Diese Anpassungspflicht bleibt so lange bestehen, wie der Grundlagenbescheid im Folgebescheid noch nicht zutreffend berücksichtigt ist, die Festsetzungsfrist noch nicht abgelaufen ist und der Steueranspruch noch nicht verwirkt ist. Die Bindungswirkung des Grundlagenbescheids verlangt stets, dass er richtig und vollständig ausgewertet wird.

Die Bindungswirkung erstreckt sich allerdings nicht auf die Art und Höhe der Einkünfte eines Gesellschafters, der betrieblich an einer vermögensverwaltenden Gesellschaft beteiligt ist (sog. Zebragesellschaft). Diese Qualifizierung wird durch das für die persönliche Besteuerung des Gesellschafters zuständige Finanzamt getroffen (BFH-Beschluss vom 11.4.2005, GrS 2/02, BStBl 2005 II S. 679).

 

2. Hemmung der Verjährung und Auswertung der Mitteilungen über die festgestellten Besteuerungsgrundlagen

 

2.1. Ablaufhemmung nach § 171 Abs. 10 Satz 1 AO

Für die Änderungsvorschrift des § 175 Abs. 1 Satz 1 Nr. 1 AO findet sich in § 171 Abs. 10 AO eine eigene Ablaufhemmung wieder. Im Fall des § 171 Abs. 10 Satz 1 AO endet die Festsetzungsfrist des Folgebescheides nicht vor Ablauf von zwei Jahren nach Bekanntgabe des Grundlagenbescheides, soweit dieser für die Festsetzung einer Steuer bindend ist. Maßgebend ist hierbei der Zeitpunkt der Bekanntgabe nach §§ 122, 124 AO an den Steuerpflichtigen.

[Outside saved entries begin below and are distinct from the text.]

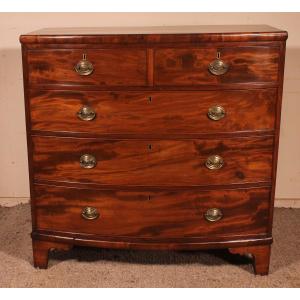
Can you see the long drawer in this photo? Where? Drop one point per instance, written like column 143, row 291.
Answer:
column 156, row 214
column 153, row 162
column 118, row 112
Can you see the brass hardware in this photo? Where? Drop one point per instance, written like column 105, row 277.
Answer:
column 216, row 113
column 218, row 66
column 86, row 113
column 90, row 213
column 214, row 162
column 87, row 161
column 213, row 214
column 84, row 67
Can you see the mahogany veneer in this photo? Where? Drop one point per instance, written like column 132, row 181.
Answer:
column 153, row 138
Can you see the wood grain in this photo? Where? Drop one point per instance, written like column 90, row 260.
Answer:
column 145, row 113
column 150, row 184
column 152, row 214
column 112, row 67
column 167, row 162
column 155, row 34
column 261, row 257
column 186, row 67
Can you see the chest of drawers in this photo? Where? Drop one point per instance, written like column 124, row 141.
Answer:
column 153, row 138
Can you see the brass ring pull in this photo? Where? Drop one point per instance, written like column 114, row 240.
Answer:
column 218, row 66
column 88, row 161
column 214, row 162
column 213, row 214
column 90, row 213
column 84, row 67
column 86, row 113
column 216, row 113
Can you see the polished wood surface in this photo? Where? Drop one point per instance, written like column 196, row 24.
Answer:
column 145, row 113
column 151, row 90
column 114, row 67
column 190, row 66
column 261, row 254
column 153, row 162
column 153, row 34
column 158, row 214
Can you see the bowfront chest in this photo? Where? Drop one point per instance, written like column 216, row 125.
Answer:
column 153, row 138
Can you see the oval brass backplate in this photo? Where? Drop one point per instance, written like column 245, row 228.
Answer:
column 214, row 162
column 213, row 214
column 88, row 161
column 90, row 213
column 216, row 113
column 86, row 113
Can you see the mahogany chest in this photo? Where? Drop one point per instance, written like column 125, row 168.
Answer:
column 153, row 138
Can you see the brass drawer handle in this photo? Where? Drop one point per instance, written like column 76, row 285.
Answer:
column 84, row 67
column 88, row 161
column 86, row 113
column 218, row 66
column 214, row 162
column 90, row 213
column 213, row 214
column 216, row 113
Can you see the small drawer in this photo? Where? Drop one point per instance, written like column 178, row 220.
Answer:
column 101, row 67
column 153, row 162
column 189, row 67
column 152, row 214
column 153, row 112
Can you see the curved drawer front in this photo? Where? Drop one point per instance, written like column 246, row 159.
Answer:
column 153, row 162
column 156, row 214
column 111, row 67
column 187, row 67
column 153, row 112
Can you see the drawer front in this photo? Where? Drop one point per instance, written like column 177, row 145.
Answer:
column 153, row 162
column 153, row 112
column 156, row 214
column 111, row 67
column 187, row 67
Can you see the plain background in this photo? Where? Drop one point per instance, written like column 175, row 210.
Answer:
column 14, row 181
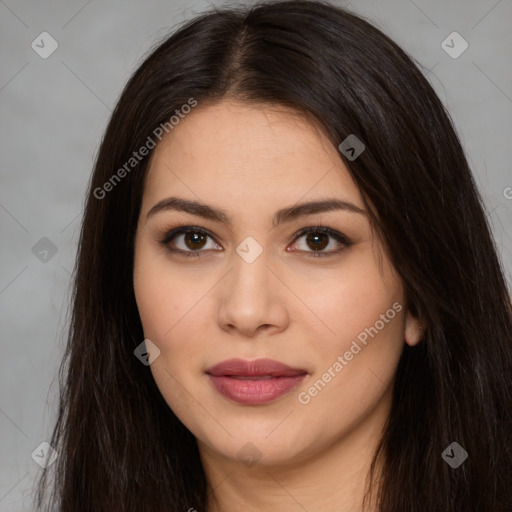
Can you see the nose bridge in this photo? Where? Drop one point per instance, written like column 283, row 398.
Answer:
column 249, row 297
column 250, row 274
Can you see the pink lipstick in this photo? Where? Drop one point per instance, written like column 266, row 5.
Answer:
column 254, row 382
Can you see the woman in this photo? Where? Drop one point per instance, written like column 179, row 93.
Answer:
column 287, row 296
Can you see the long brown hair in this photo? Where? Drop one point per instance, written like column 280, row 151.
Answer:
column 120, row 446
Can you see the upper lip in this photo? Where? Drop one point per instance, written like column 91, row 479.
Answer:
column 256, row 368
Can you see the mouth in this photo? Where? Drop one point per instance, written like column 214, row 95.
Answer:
column 254, row 382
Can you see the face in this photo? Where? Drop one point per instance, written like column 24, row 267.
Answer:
column 241, row 269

Auf den Zugang der verwaltungsinternen Mitteilung (ESt-4B-Mitteilung) beim Wohnsitzfinanzamt kommt es nicht an (BFH-Urteil vom 26.2.1997, X R 111/95, BFH/NV 1997 S. 734).

Ist ein Grundlagenbescheid zulässig ergangen, weil die für seinen Erlass geltende Feststellungsfrist noch nicht abgelaufen war, so kann die Anpassung der Folgebescheide in jedem Fall noch innerhalb von zwei Jahren nach seiner Bekanntgabe vorgenommen werden (BFH-Urteil vom 30.11.1999, IX R 41/97, BStBl 2000 II S. 173).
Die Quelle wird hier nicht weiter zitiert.